I’m new to CUDA, and I was hoping someone might be able to see my mistake here. I’m porting some mathematical code over to the GPU, but so far I can’t seem to get a basic test running: copying from and to the device memory is working (if I edit the array on the host memory, then use cudaMemcpyDeviceToHost, it’s correctly overwritten) but editing on the GPU doesn’t seem to do anything.

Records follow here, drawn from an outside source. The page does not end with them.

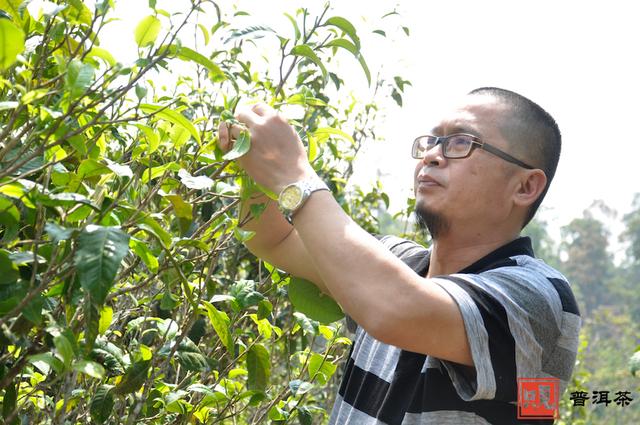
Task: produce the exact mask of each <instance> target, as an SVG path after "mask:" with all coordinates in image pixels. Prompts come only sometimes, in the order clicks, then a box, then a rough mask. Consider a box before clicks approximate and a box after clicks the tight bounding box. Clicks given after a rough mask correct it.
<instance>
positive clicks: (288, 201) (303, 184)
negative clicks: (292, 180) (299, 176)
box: [278, 179, 329, 223]
mask: <svg viewBox="0 0 640 425" xmlns="http://www.w3.org/2000/svg"><path fill="white" fill-rule="evenodd" d="M318 190H329V187H327V185H326V184H325V182H323V181H322V180H320V179H308V180H301V181H298V182H295V183H291V184H290V185H287V186H285V187H284V189H282V191H281V192H280V196H278V207H279V208H280V211H282V214H283V215H284V218H286V219H287V221H288V222H289V223H292V220H293V215H294V214H295V213H296V212H297V211H298V210H300V208H302V206H303V205H304V203H305V202H306V201H307V199H309V196H311V194H312V193H313V192H316V191H318Z"/></svg>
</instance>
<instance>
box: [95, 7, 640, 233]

The actual function is as follows:

```
__global__ void cudatest(double* g_h) {
int i = blockIdx.x * blockDim.x + threadIdx.x;
int j = blockIdx.y * blockDim.y + threadIdx.y;
int n = 64;
if (i < (n+2) && j < (n+2)) {
g_h[(n+2)*i+j] = 75;
}
}
```

and is called using

```
dim3 threadsPerBlock(16, 16);
dim3 numBlocks((n+2) / threadsPerBlock.x, (n+2) / threadsPerBlock.y);
cudatest<<<numBlocks, threadsPerBlock>>>(g_h);
cudaMemcpy(h, g_h, (n+2)*(n+2)*sizeof(double), cudaMemcpyDeviceToHost);
mat_out(h, cout);
```

I’m not getting any kind of error, but the output is the array that was initially copied to the device (consisting of all ones), not the overwritten array of all 75s as it should (as far as I can see) be. Any help to point out where I’m going wrong would be hugely appreciated!